Group by

Groups data by selected variables and aggregate columns with selected aggregations.

Inputs

Data: input data table

Outputs

Data: aggregated data

First, the Group By widget identifies groups based on selected variables in the Group by list. Groups are defined by all distinct combinations of values in selected variables.

In the second step, the widget computes aggregations defined in the table on the right side of the widget for each group.
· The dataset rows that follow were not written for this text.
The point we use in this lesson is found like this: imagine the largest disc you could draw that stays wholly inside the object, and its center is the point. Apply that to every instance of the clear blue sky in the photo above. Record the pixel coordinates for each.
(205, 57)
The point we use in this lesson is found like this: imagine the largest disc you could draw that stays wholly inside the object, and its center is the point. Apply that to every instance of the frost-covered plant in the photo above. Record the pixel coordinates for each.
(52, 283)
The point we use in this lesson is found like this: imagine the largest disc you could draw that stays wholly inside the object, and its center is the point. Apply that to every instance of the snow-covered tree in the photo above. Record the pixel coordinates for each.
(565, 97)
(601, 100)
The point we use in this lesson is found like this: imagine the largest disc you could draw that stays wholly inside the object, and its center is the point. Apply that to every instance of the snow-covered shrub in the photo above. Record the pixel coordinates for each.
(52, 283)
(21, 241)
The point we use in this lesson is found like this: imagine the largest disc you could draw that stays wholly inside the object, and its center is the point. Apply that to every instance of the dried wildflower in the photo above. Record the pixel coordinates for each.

Select variables that define groups.
View variables and their aggregations. To change aggregation for one or more variables, select them from the list.
Change aggregations for variables selected in the view above. Note that numeric, categorical, and string values have different aggregation options.
When the Send automatically box is ticked, all changes will be automatically communicated to other widgets.

Example

We first load heart_disease dataset in the File widget. In the Group By widget, we set variables that define groups: diameter narrowing and gender. Each group includes items (rows) that belong to one combination of both variables.

In the table on the right-hand side of the widget, first deselect the default mean/mode option for all. Next, we set that we want to compute mean for values of age variable in each group, mode for values of chest pain variable, and mean and median for rest SBP.

In the Data Table widget, we can see that both females and males have lower average values for rest SBP when diameter narrowing is 0. The difference is greater for females. The median of rest SBP is different only for females, while for males is the same.

You can also observe differences between mean ages and the most frequent value (mode) of chest pain between groups.